Dimethylarsenoyl acetate and DMA seem the major metabolites of AsB in our short-term incubations of soil extracts. Constant concentrations of inorganic As species concentrations in soil extracts may reflect the much slower rates of DMA demethylation. However, a loss of 15−20% As from the extracts of Oa and fen in oxic incubations and 70% of As from the extracts of fen in anoxic incubations were indicated. Loss of As in incubations may be due to formation of As species undetectable with our HPLC-ICP-MS method, sorption of As species to particles (Cullen & Reimer, 1989) or incorporation of AsB into microorganisms (Khokiattiwong et al., 2001), which needs to be further investigated. Undetectable As species here may include volatile As hydrides (Woolson & Kearney, 1973), thioarsenite (Hollibaugh et al., 2005; Wilkin, Wallschläger, & Ford, 2003) and organic As(III) species (Hasegawa, 1997; Sohrin, Matsui, Kawashima, Hojo, & Hasegawa, 1997). The formation of thioarsenite in incubations seems of little importance, since thioarsenite occurs only in highly reducing and sulphide rich waters (Hollibaugh et al., 2005; Wilkin et al., 2003). Organic As(III) species were mostly found as intermediates of As methylation in humans and rats (Mandal, Ogra, & Suzuki, 2001; Okina et al., 2004; Styblo, Del Razo, & Vega, 2000). In the environment, organic As(III) species were seldom detected and the concentrations were very low (<0.2 nM, Hasegawa, 1997; Sohrin, Matsui, Kawashima, Hojo, & Hasegawa, 1997). If organic As(III) species play a significant role during demethylation of organic As species in soils is an open question.

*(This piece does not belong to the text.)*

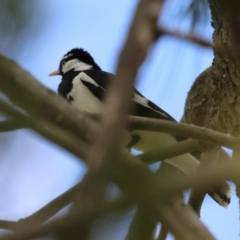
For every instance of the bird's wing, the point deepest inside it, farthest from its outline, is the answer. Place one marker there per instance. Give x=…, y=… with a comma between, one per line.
x=96, y=81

Arsenobetaine is seldom detected in natural soils probably due to its rapid demethylation. In forest ecosystems, AsB in soils may originate from throughfall (Huang & Matzner, 2006). The rapid AsB demethylation to DMA and high stability of DMA may lead to accumulation of DMA in the forest floor and fen. While methylation of As is generally regarded as detoxification for microorganisms (Turpeinen, Pantsar-Kallio, Haggblom, & Kairesalo, 1999), transformation of AsB to DMA may represent an elevating toxicological risk of As in the forest floor and fen. Nevertheless, the mobility (or bioavailability) of AsB and DMA in organic soils is not known, and we are not able to evaluate the potential ecotoxicological effect of AsB demethylation in the forest floor and fen.

5 Conclusion

The results of our incubation experiments point to the rapid demethylation of AsB in the forest floor and fen, probably via the pathway AsB → DMAA → DMA. In comparison, DMA as a metabolite of AsB may demethylate much slower via the pathway DMA → MMA → inorganic As species.